Bringing venerable artists such as Jonas Mekas and Alison Knowles to a younger audience has become something of a modus operandi for the Lower East Side gallery James Fuentes. Continuing in this vein, Fuentes recently presented an arresting exhibition of sculpture by Bill Walton (1931–2010), concurrent with a second Walton show at JTT, a new gallery in the same neighborhood.
The artist gained acclaim in Philadelphia, where he lived and worked, but was little known outside of the area. A printmaker by trade, he began making sculptures in 1964. Though he was working during the height of Minimalism and, like artists of that movement, used industrial materials-steel, copper, lead, concrete, etc.-he didn't subscribe to their matter-of-fact approach or large scale. Instead, he coaxed poetry out of intimate combinations of rough-hewn objects.
As seen in these two shows, Walton's sculptures gently meld opposites-determined and elusive, rugged and delicate, static and mercurial. His hand-size wall assemblages and slightly larger floor works often involve paired objects. Walton wanted his sculptures to be in constant evolution, and thus never dated them. The consistency of that evolution was deftly captured by JTT's Jasmine Tsou, who curated both exhibitions and created resonances between them.
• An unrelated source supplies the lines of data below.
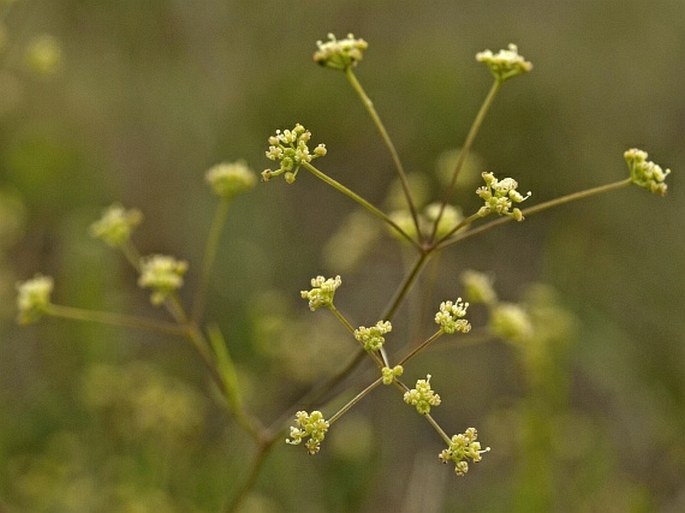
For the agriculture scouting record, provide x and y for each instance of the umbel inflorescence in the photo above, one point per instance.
(427, 228)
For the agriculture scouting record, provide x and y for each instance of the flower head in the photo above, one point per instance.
(340, 54)
(229, 179)
(389, 375)
(33, 298)
(422, 397)
(463, 447)
(504, 64)
(290, 149)
(163, 274)
(451, 315)
(116, 225)
(645, 173)
(312, 426)
(499, 196)
(322, 292)
(372, 338)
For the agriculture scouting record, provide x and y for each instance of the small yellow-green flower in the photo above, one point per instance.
(290, 148)
(645, 173)
(340, 54)
(463, 447)
(312, 426)
(372, 338)
(422, 397)
(322, 292)
(33, 298)
(504, 64)
(451, 315)
(478, 287)
(229, 179)
(116, 225)
(390, 375)
(163, 274)
(499, 197)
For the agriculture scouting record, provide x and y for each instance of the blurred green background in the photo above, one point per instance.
(142, 97)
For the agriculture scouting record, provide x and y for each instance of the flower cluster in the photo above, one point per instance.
(451, 315)
(478, 287)
(33, 298)
(312, 426)
(322, 292)
(163, 274)
(229, 179)
(511, 322)
(116, 225)
(645, 173)
(451, 217)
(340, 54)
(372, 338)
(499, 197)
(504, 64)
(463, 447)
(389, 375)
(422, 397)
(290, 148)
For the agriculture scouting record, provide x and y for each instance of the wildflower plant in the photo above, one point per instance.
(425, 232)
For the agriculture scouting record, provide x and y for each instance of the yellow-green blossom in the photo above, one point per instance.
(340, 54)
(33, 298)
(322, 292)
(290, 149)
(422, 397)
(372, 338)
(389, 375)
(645, 173)
(451, 315)
(463, 447)
(504, 64)
(312, 426)
(499, 197)
(163, 274)
(116, 225)
(229, 179)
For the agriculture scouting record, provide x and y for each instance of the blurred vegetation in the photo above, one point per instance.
(130, 101)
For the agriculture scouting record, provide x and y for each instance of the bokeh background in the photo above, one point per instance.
(121, 100)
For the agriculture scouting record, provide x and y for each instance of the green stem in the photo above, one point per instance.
(537, 208)
(470, 138)
(127, 321)
(343, 320)
(437, 428)
(356, 197)
(211, 248)
(421, 347)
(404, 388)
(462, 224)
(368, 105)
(355, 400)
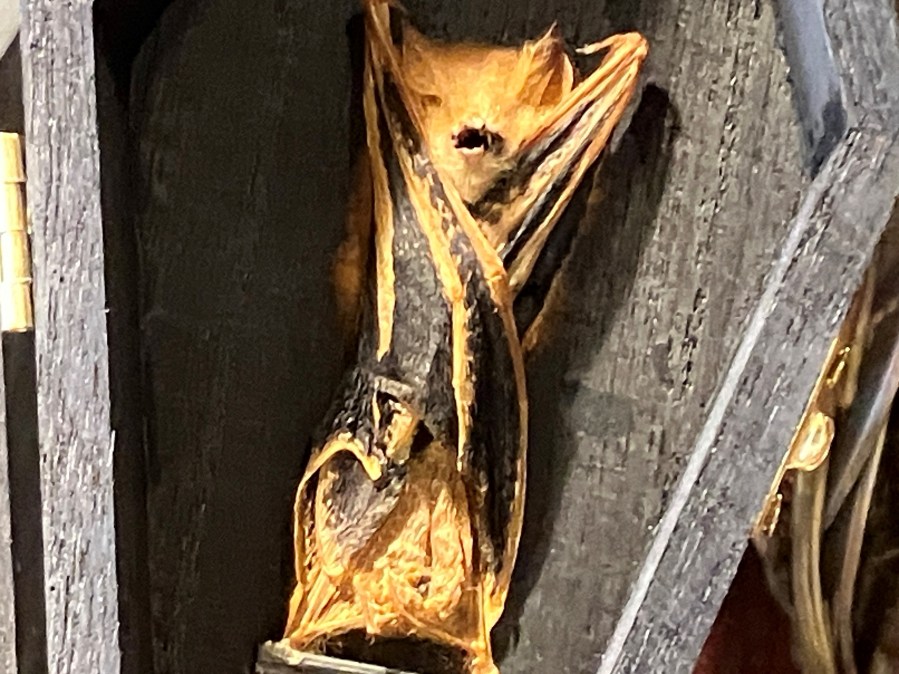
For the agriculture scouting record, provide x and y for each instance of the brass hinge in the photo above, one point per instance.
(16, 309)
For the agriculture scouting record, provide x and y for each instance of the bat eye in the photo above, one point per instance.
(474, 140)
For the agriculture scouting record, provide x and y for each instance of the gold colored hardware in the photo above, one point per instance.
(16, 309)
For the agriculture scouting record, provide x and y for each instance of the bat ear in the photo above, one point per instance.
(544, 74)
(417, 54)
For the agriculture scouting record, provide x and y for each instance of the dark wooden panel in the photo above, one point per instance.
(749, 423)
(7, 587)
(10, 120)
(76, 476)
(11, 111)
(241, 116)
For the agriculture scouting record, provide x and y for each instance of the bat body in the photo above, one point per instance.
(409, 513)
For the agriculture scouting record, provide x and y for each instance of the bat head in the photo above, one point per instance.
(479, 104)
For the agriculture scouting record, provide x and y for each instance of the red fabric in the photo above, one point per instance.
(751, 634)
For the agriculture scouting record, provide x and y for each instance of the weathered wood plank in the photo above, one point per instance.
(702, 535)
(238, 329)
(70, 319)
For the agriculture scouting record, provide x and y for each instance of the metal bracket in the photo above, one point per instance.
(16, 308)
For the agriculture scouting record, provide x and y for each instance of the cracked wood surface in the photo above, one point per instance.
(75, 435)
(241, 118)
The wall-hung Complex Roads, shown at JTT, features a rectangle of thin lead folded once over a silver wire, which peeks out from the side and top. Meanwhile, Complex Roads (wood/lead), at Fuentes, consists of two small sections of tree branches, one dark brown (as if burnt) and the other light, that intertwine at the top. A lead band softly wraps around the bottom of the dark wood and then stiffly extends on the wall in a straight line, at once echoing and contrasting the lyricism of the branches' embrace. The simple grace of these works belies the complexity of the artist's decision-making and craftsmanship. The materials used in Concrete/Tin, at JTT, a tin can and a concrete cast of a can sitting on a chunk of wood against the wall, appeared again at Fuentes in Spring Crate. There, a gray wooden box on the floor held eight cans-four tin, four concrete. The density of the concrete and lightness of the tin come together in an engaging interplay of weight, texture and form.
Unexpected moments gratify, such as Walton's ingenious use of baking powder as a pigment or of a paper towel as a sculptural element. The artist's 20 works in these shows are strikingly of the moment, and Tsou plans to show more of his oeuvre soon. Whatever that may bring, this introduction revealed Walton's ability to achieve profound elegance with the most unlikely materials.
Photo: Bill Walton: Complex Roads, n.d., lead, silver, 6¼ by 4¼ inches; at JTT.